Un bilan en hausse, des TPE les plus exposées
Selon l'Observatoire GSC-Altares, plus de 33 000 dirigeants d'entreprise se sont retrouvés sans activité au cours du premier semestre 2026, soit une augmentation de près de 7 % sur un an. La détérioration du tissu économique profite peu aux grandes structures : ce sont les entreprises de taille très réduite qui concentrent l'essentiel des difficultés.

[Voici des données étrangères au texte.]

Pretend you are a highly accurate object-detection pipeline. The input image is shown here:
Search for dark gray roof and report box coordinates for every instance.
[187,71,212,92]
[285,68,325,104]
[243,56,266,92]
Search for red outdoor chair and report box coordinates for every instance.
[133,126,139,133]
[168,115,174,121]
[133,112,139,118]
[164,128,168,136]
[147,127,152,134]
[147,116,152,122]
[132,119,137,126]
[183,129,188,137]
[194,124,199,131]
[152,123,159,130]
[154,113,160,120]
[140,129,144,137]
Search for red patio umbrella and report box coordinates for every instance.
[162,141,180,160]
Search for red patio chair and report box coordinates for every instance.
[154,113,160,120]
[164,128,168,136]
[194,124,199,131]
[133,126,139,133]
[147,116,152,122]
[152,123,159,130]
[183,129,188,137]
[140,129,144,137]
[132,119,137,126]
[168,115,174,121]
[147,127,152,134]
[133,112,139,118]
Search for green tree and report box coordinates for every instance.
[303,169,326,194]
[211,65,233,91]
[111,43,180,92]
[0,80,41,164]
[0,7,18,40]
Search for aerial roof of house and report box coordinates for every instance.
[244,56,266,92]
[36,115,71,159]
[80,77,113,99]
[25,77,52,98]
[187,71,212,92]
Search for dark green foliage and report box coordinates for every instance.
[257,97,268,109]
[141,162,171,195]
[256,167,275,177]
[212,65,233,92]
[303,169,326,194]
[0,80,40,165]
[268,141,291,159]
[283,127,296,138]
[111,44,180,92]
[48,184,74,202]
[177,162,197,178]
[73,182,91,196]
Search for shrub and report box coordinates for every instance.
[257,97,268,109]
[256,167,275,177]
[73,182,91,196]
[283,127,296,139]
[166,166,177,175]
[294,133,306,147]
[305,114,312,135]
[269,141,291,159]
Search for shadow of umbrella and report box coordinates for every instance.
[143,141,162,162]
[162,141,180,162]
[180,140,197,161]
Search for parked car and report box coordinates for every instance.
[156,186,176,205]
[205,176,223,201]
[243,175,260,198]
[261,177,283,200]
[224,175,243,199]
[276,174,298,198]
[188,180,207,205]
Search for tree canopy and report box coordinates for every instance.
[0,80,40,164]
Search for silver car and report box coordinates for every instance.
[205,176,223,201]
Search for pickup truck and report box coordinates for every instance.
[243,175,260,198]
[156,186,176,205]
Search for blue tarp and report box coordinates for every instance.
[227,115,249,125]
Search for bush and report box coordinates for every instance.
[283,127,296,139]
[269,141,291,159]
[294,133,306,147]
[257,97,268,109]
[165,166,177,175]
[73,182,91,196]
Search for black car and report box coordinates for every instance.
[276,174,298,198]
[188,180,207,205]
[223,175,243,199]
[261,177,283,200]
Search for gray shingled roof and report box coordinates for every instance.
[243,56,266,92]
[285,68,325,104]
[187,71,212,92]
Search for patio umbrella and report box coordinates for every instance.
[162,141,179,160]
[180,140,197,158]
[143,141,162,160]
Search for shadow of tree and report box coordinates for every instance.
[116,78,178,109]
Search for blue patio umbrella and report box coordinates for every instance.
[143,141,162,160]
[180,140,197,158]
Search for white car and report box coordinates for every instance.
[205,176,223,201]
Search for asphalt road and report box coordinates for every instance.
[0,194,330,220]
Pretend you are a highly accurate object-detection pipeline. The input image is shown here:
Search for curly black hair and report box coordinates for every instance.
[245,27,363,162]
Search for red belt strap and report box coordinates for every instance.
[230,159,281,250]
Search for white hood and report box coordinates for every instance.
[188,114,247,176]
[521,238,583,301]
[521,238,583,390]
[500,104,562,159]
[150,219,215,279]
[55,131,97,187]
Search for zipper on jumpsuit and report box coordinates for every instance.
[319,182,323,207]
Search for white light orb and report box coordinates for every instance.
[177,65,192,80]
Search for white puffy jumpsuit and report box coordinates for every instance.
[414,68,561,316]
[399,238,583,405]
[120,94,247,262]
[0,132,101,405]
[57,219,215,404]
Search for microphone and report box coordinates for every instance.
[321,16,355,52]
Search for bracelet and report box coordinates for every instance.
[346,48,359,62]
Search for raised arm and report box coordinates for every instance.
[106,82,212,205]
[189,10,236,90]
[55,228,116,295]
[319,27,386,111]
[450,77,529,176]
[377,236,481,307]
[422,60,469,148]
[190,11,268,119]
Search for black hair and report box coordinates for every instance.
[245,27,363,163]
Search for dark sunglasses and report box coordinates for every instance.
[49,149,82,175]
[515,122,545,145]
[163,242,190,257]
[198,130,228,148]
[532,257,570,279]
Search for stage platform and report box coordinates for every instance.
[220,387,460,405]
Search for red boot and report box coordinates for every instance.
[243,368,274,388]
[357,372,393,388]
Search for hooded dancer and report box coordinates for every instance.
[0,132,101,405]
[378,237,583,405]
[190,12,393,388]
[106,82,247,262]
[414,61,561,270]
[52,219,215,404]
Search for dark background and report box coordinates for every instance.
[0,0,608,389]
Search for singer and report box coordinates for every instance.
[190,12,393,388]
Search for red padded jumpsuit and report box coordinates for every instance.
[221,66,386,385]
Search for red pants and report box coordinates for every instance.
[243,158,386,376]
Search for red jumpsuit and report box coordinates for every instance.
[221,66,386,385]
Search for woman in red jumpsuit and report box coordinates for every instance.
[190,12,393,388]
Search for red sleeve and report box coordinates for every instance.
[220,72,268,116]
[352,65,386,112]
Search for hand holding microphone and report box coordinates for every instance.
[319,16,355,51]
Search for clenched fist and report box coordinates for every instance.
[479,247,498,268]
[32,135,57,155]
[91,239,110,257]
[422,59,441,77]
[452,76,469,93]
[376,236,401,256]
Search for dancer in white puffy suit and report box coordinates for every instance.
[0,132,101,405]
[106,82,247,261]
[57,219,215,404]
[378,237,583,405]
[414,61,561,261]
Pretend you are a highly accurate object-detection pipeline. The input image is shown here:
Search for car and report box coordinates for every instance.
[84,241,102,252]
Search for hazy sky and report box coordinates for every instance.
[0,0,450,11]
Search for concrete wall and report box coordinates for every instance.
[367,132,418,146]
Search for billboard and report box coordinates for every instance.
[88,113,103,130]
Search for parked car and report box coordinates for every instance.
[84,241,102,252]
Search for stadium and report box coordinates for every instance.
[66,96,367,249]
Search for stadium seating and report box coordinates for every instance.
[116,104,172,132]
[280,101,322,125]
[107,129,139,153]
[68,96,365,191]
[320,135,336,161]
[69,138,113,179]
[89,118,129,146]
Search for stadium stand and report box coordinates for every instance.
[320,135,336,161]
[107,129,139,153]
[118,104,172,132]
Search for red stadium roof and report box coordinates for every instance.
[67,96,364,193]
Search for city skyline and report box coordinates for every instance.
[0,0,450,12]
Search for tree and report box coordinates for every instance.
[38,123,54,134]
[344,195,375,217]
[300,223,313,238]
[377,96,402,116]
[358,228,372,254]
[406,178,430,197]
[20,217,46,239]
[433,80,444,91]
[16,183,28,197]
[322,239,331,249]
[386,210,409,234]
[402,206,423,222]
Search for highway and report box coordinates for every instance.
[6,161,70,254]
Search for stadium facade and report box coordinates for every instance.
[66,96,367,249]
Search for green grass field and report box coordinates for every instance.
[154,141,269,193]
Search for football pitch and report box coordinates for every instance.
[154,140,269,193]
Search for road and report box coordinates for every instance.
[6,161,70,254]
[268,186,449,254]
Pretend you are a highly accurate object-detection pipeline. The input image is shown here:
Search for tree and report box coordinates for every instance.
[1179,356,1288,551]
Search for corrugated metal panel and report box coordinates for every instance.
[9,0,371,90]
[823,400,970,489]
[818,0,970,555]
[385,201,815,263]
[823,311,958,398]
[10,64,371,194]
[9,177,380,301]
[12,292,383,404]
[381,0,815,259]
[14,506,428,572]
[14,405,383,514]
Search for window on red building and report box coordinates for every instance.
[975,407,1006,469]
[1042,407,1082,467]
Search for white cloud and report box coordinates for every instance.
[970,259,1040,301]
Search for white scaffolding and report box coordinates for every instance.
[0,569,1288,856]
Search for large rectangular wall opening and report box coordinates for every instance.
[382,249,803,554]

Les chefs d'entreprise employant moins de trois salariés représentent près de 75 % des pertes d'emploi recensées, soulignant la fragilité persistante des TPE face aux chocs économiques et aux aléas de marché. Mais la dégradation ne se limite pas aux micro-entreprises : on observe un recul d'activité chez des dirigeants de PME et d'entités réalisant des chiffres d'affaires significatifs.
Des PME et des entreprises moyennes aussi atteintes
Au premier semestre, 694 dirigeants d'entreprises d'au moins 20 salariés ont perdu leur activité. Le phénomène est encore plus marqué pour les structures plus grandes : les dirigeants de sociétés de plus de 50 salariés ont vu les pertes d'emploi les concernant bondir d'environ 52 % en un an.
La tendance se lit également au niveau du chiffre d'affaires des entreprises concernées : les pertes augmentent de 26,4 % pour celles réalisant plus de 5 millions d'euros et de 47,3 % pour celles dépassant les 10 millions d'euros. Ces chiffres montrent que la crise touche désormais des structures aux ressources et aux effectifs plus importants, posant la question de causes communes (conjoncture, filières, crédit…) et des mécanismes de vulnérabilité managériale.
Des secteurs et des territoires plus exposés
Par secteurs, la construction demeure le plus affecté, avec 7 718 dirigeants ayant perdu leur emploi, soit près d'un quart du total national. Viennent ensuite le commerce (6 971) et l'hébergement-restauration (avec 5 057 dirigeants, + 10,4 %). Sur le plan territorial, l'Île-de-France concentre presque un quart des pertes, avec 7 860 dirigeants concernés, en hausse de 5,8 %.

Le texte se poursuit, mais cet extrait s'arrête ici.